BLOG DO RODRIGO BECKER

CANOAS | Sogal fala: o prejuízo da pandemia, o dia do ‘quase caos’ e a tese da prorrogação sem vilania nem virada de mesa – Marlon e as razões para ficar

Marlon Casagrande é o atual diretor da Sogal, a empresa de ônibus que detém o contrato de concessão do transporte público de Canoas. Foto: Rodrigo Becker/Seguinte:

Em entrevista ao blog, diretor da empresa conta como foi a luta da Sogal para sobreviver à pandemia, o nó que aperta as contas da concessionária e o motivo pelo qual vai insistir pela renovação do atual contrato

Há tempos o blog queria oferecer esse conversa aos leitores, mas só agora foi possível. Na sexta-feira, 27, pela manhã, com um ‘sol de férias’ reluzindo pela janela, o diretor da Sogal, Marlon Casagrande, recebeu o blog para um bate-papo sobre um dos problemas que mais aflige a cidade: o sistema de transporte coletivo. Em menos de 60 dias, o atual contrato de concessão expira e uma solução tem que ser encaminhada até lá para evitar o risco de deixar a cidade sem ônibus na antevéspera do Natal.

Não seria inédito, porém. Na virada de 2020, o primeiro ano da pandemia, com o caixa combalido e sem o socorro de subsídios do governo que só viriam no ano de 2022, a empresa viu seus funcionários cruzarem os braços pelos salários e benefícios atrasados. “Foi o nosso pior momento”, reflete Marlon . 

Entre um gole de café preto e sem açúcar que passou na hora, direto do filtro na xícara, contou sobre o que sente quando vê, ouve ou lê as críticas sobre a empresa que comanda.  “O sistema de transporte necessita de constantes ajustes. A mobilidade urbana precisa de um planejamento estrutural para priorizar mais o transporte público. Nosso modelo de negócios foi totalmente reformulado nos últimos anos e precisamos nos adaptar. As críticas e sugestões sempre serão bem-vindas. Sabemos que para que possamos melhor nossos serviços, teremos que enfrentar desafios, mas não somos os vilões”.
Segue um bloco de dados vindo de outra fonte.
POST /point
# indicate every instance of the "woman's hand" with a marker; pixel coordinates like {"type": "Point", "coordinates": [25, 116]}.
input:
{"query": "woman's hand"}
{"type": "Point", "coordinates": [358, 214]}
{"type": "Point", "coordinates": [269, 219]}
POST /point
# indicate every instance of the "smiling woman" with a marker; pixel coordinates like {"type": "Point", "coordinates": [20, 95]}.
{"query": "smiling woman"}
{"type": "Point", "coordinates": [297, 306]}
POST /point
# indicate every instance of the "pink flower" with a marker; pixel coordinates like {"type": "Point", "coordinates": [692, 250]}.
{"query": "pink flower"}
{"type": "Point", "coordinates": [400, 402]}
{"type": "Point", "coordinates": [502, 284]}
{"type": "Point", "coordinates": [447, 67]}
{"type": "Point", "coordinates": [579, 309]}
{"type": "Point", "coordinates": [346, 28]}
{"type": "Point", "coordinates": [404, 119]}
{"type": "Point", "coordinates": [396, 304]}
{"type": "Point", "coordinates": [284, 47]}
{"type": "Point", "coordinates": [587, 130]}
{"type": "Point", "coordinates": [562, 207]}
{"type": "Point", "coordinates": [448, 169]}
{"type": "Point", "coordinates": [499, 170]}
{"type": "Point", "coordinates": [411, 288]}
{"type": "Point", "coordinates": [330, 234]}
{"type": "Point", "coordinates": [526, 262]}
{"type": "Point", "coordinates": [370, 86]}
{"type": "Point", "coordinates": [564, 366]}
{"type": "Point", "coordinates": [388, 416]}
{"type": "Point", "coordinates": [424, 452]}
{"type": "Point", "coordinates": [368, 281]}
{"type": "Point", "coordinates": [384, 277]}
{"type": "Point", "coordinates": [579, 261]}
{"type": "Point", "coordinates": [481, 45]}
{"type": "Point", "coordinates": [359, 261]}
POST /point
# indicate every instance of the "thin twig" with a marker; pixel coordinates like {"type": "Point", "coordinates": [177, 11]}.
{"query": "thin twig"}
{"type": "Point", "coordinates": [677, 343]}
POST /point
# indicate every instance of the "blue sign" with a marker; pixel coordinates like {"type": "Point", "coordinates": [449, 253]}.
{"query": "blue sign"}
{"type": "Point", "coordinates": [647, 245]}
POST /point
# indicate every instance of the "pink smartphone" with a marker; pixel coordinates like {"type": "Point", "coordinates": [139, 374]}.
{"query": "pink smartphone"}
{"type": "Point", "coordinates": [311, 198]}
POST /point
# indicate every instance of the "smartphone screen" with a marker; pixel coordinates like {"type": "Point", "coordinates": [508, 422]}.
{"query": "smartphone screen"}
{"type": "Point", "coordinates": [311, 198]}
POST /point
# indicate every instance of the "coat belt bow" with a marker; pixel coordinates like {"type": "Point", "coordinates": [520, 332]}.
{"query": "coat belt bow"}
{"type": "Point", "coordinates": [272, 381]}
Os áureos tempos da Gaúcha

Houve um tempo em que ter uma empresa de ônibus era, literalmente, um excelente negócio e muito rentável . As pessoas  não tinham outras alternativas de transporte e os ônibus eram o principal meio de transporte da população, o volume de passageiros era muito grande, as pessoas pagavam a tarifa à vista em dinheiro ou de forma antecipada, com os vales-transporte – as famosas ‘fichinhas’.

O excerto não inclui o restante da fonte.